Doğal olarak kabul etmek zorunda olduğumuz acı gerçek şudur: Türkiyedeki Pomaklar arasında Pomak dili, gelenek ve kültürü maalesef yok olma sınırına gelmiştir. Buna sebep ararken biz hatayı önce kendimizde aramışız. Kültürünü kaybeden biziz. Dilini unutan bizi. Geleneklerini yaşatmayan biziz. Bizlerde çareyi –bunu Türkiye Pomakları için belirteyim- Biz geriye dönmeyi teşvik etmediğimize ve Türkiyeyi kendimize vatan yaptığımıza göre önümüze iki yol çıkıyor. Ya şimdi sürecin hızla biz yok etmesi karşısında seyirci kalacağız. Yada Dil ve kültürümüzü hızla derleyerek onu yazılı bir kültür dili haline getireceğiz. Yani Türkiyedeki Pomakların kendi dil ve kültürüne sahip çıkarak Pomak kimliği ile Türk Milleti içinde saygın ve kişilikli bir yer edinmesine çalışacağız. Buna saygı göstermeyen ve bizi ayrılıkçı saymaya çalışacak olanlar en azından insafsızdır.

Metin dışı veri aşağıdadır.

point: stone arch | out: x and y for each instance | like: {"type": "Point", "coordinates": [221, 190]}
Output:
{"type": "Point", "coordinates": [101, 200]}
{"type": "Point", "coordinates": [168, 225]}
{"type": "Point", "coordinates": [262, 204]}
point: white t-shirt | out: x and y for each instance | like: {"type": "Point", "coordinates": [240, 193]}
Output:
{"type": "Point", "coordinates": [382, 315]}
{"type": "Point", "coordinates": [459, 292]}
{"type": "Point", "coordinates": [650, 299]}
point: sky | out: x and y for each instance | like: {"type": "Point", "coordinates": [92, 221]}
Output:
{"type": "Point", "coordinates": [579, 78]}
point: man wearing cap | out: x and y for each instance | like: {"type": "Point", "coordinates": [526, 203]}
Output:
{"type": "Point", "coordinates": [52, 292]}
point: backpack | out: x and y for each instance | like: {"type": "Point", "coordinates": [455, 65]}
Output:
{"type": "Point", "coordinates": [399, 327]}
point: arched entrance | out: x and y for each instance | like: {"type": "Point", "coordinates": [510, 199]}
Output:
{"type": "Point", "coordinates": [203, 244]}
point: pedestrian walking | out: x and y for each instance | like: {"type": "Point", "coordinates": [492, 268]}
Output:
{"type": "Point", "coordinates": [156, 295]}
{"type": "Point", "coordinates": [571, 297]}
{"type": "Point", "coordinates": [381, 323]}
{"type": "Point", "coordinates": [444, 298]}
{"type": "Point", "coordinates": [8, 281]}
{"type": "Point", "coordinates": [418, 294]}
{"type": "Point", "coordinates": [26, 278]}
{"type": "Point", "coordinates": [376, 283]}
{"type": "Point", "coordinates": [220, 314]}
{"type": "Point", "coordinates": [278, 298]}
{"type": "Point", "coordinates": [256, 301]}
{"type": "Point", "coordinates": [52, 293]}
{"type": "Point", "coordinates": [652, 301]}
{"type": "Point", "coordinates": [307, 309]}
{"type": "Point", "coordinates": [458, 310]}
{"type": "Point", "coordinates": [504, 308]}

Bizim gerek Osmanlı ve gerekse Türkiye Cumhuriyeti çatısı altındaki hizmetlerimizi yok sayan ve bizi yok sayan bir zihniyet olabilir.
Dikkat ediniz Bulgaristanın resmi eğitim politikaları altında bir kısım Pomak kökenli insanlarımız arasında da buna benzer bir kafa karışıklığı vardır. Onlarda kendilerine dayatılan politikalar gereği kendi selametleri açısından kendilerini Bulgar Müslüman yada Bulgar Muhammedan demek zorunda kalıyorlar. Halbuki gerek Türkiyede bize atfedilen Kuman asıllı Pomak Türkü kavramı ve gerekse Bulgaristanda dayatılan Bulgar Muhammedan tabiri bizi yeniden tanımlayıp bizi tarih sahnesinden silmeyi hedefleyen tuzaklardır. Bizi tanımlayan terim sadece Pomak’tır. Bu tanım altında var olabiliriz. Aksi takdirde hızla Türkiyedekiler Türkleşerek, Bulgaristandakiler Bulgarlaşarak yok olacaktır.
Tuhaf olan şey de biz bu sitede her görüşe yer verip tartışılmasını sağlamaya çalışıyoruz. Acıtan gerçekleri birisi bizim yüzümüze söylemek zorundadır. Bazen Alperenkırım’ın iğneleri bize dokunuyor. Ama dost acı söyler. Biz bazen bizim görmek istemediğimiz ve bize ters gelen görüşleri de dinleyelim. Ondan sonra her bir Pomak bunları alır, düşünür, değerlendirir ve kendi yolunu çizer. Biz Pomakların demokrat ve özgür ruhuna güveniyoruz. Halkımız kendisi için iyi olanı bilir ve yapar.